The phenomenon of FBDS is best explained by a neural network consisting of cortical and sub cortical regions. Based on our patients and the currently available studies (Table 1), FBDS networks would include bilateral frontal regions, bilateral basal ganglia and bilateral temporal regions mainly the hippocampi and the amygdalae. A schematic representation of the network is shown in Fig. 2. Essentially it is the fronto–temporo–BG circuits initiating and propagating FBDS. LGI1 antibodies initiate pathology in BG followed later by the temporal regions resulting first in FBDS and later limbic encephalitis. Asymmetric or strictly unilateral involvement is possible resulting in contralateral clinical expression. The network can be entrained from anywhere within the network. Despite multiple sites of entrainment, clinical expression is dependent on the network and remains almost the same explaining the stereotyped episodes of FBDS. Frontal entrainment and subcortical spread to the BG will explain the ictal EEG changes in some patients preceding the movement artifacts of FBDS. The ictal dystonic component correlates with basal ganglia spread. Cortical entrainment accounts for the aura in some and the late temporal lobe involvement explains disturbance of awareness, speech arrest, fear or agitation after the dystonic event in others. Basal ganglia entrainment results in movement artifacts alone in EEG and subsequent cortical spread results in EEG changes or features of temporal lobe seizures. This would explain the absence of EEG changes in FBDS of short duration and ictal changes in those of longer duration. Interruption in any one area of the network will alter the clinical expression.
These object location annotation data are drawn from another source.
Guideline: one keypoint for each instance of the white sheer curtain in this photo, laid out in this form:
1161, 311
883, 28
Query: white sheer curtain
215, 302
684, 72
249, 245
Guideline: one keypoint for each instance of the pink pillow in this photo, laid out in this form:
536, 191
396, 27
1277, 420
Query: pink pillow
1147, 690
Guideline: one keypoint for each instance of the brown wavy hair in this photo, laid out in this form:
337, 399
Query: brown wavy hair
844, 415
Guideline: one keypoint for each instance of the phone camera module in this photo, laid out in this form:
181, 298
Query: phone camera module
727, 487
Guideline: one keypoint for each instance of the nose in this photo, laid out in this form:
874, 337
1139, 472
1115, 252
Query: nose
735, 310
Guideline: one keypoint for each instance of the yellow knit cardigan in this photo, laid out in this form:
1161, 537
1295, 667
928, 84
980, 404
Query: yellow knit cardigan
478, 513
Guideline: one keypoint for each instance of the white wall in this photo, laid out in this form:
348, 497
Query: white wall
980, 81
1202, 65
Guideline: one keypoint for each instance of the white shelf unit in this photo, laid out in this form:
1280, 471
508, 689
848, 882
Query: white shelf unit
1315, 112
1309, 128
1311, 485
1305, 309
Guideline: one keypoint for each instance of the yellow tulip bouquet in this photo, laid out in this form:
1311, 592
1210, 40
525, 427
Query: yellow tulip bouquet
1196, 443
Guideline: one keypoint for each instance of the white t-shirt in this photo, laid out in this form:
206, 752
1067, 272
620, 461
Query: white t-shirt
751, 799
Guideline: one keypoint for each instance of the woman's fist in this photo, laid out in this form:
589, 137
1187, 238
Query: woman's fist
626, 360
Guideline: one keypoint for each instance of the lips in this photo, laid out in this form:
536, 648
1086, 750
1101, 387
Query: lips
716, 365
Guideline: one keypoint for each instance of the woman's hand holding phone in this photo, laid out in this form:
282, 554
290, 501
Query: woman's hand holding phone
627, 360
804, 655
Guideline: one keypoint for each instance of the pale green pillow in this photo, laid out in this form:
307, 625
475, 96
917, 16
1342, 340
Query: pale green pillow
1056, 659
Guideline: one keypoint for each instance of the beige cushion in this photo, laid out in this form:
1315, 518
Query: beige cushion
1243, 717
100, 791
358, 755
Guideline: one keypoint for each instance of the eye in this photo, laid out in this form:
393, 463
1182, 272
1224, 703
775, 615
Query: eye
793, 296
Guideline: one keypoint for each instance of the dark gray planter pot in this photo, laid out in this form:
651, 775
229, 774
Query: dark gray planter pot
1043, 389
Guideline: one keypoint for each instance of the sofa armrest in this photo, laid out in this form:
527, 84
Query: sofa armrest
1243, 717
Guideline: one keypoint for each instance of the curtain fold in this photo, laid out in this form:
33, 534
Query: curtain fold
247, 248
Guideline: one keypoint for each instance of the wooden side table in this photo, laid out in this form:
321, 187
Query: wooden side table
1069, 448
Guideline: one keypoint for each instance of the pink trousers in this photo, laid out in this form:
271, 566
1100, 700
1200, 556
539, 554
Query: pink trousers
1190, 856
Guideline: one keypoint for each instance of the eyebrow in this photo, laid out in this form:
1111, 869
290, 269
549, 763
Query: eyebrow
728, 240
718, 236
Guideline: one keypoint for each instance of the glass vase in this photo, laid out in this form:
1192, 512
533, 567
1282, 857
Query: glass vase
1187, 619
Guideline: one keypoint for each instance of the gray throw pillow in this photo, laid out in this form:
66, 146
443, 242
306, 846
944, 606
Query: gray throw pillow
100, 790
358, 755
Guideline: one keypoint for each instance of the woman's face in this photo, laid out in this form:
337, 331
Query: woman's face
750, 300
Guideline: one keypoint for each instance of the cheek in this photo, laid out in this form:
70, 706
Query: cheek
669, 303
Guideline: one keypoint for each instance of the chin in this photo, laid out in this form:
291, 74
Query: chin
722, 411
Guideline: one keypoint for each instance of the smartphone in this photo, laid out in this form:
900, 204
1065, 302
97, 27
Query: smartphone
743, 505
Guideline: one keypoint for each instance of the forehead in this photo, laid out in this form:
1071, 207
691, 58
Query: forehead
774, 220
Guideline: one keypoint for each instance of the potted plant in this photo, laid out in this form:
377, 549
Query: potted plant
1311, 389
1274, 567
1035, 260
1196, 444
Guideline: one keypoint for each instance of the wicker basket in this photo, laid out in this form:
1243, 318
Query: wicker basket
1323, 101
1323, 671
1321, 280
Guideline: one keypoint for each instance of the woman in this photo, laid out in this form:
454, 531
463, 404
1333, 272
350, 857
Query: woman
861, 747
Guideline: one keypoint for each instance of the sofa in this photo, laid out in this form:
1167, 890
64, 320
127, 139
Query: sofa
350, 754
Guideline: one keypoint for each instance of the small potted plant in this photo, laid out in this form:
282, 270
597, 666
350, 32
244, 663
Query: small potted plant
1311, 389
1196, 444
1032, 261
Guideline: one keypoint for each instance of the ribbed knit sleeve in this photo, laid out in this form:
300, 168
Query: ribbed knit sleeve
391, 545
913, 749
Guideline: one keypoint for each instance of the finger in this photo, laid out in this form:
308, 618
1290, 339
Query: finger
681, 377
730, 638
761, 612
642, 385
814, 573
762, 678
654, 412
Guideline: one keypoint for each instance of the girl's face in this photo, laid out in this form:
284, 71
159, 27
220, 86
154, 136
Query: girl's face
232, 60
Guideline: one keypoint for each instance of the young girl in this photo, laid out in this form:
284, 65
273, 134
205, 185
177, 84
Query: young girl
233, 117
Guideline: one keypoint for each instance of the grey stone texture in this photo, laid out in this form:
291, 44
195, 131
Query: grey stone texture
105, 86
This was seen in our first case where temporal lobe involvement stopped after the initial therapy. This resulted in clinical cessation of loss of consciousness and automatisms. The electrophysiological cessation of spread across the temporal lobe resulted in disappearance of temporal lobe involvement noted the follow-up PET study. The extensive cortical–subcortical circuit involvement will also explain the lack of good response of FBDS to antiseizure drugs.

Fig. 2

Schematic diagram showing the fronto–temporo–basal ganglia network (dotted line).

Conclusion

FBDS are at the border zone between movement disorders and epilepsy. As the name implies it constitutes dystonia representing the movement disorder component signifying involvement of the subcortical structure. Many other features of epilepsy also exist with evidence of cortical involvement. The network hypothesis implicating cortico–subcortical areas of fronto–temporo–basal ganglial regions seems to be the most plausible explanation for the phenomenon of FBDS. The dystonia is due to involvement of the BG part of the network and the remaining features preceding or succeeding it are due to frontal or temporal cortical involvement. However further electrophysiological and functional studies are required to establish this network.

Disclosure of conflicts of interest

None of the authors has any conflict of interest to disclose.

Statement

The work described above is consistent with the Journal's guidelines for ethical publication.